A military judge presiding over the hearings of five detainees charged with plotting the September 11, 2001 terrorist attacks against the World Trade Centers and Pentagon, ordered the United States government on Thursday to stop censoring pre-trial hearings from outside the courtroom.
Proceedings at Guantanamo are heard in the pressroom, and in an adjacent room where human rights groups and families of the terror victims sit. There is a 40 second delay between the courtroom and outside rooms in order to enable a security officer sitting next to the judge to block anything deemed classified.
It was revealed this week, however, that there was an additional censor sitting outside the courtroom who also had the ability to cut the feed without the judge's input.

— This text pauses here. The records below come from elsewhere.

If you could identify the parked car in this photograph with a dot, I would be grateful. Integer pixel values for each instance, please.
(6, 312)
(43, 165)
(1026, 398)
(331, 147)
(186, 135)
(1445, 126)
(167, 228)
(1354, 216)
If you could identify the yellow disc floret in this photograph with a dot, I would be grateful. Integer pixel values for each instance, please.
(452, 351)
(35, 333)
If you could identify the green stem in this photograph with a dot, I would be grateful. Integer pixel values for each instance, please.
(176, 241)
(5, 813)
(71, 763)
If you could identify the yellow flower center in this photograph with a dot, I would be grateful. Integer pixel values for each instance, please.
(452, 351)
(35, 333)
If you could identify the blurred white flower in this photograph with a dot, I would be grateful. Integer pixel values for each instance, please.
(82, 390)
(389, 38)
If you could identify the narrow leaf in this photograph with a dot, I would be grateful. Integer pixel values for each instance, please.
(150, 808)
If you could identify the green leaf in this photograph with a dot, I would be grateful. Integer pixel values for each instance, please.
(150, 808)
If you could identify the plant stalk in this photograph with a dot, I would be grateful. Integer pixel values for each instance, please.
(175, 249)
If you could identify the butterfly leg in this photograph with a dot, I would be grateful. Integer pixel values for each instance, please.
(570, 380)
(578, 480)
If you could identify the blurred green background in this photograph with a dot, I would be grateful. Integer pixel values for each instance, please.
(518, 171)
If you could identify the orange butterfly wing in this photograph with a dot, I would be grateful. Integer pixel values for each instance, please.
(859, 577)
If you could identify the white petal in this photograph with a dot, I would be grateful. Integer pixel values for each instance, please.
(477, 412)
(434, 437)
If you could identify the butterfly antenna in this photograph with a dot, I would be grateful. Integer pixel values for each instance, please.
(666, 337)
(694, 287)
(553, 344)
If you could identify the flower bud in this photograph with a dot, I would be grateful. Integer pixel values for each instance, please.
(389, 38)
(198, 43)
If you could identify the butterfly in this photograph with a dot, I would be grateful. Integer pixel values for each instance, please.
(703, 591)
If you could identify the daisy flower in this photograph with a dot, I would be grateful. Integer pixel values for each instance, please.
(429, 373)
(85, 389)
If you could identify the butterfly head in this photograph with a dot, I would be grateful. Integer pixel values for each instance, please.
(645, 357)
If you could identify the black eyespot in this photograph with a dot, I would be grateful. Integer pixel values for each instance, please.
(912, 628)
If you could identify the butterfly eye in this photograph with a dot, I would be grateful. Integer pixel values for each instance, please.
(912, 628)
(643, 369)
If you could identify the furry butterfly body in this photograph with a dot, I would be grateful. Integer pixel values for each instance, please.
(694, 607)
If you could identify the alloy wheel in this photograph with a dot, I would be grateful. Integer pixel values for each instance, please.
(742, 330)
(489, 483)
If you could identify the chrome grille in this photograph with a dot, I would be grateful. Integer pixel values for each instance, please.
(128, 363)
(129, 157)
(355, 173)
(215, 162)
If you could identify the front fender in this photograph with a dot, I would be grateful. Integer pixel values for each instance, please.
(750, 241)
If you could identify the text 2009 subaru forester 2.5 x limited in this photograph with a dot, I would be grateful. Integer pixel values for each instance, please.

Judge James Pohl said the government must "disconnect the outside feed or ability to suspend the broadcast" from outside his court, AFP reported.
The ruling connotes that classified information could still be blocked, but only by order of the judge and not from outside the courtroom.
The issue was highlighted when part of the proceedings was censored on Monday and replaced with white noise after 9/11 mastermind Khalid Sheik Mohammed’s attorney David Nevin said the word “secret.”
It was revealed, however, that the information was not blocked by anyone inside the courtroom, but rather from outside, without the judge’s knowledge.
Pohl noted his anger and dismay that the censoring mechanism was activated from outside the court, saying that "the judge and only the judge" can decide what happens inside the courtroom.
According to reports, it was not immediately clear if the judge would order the prosecution to present a witness to swear that outside censors had been unplugged.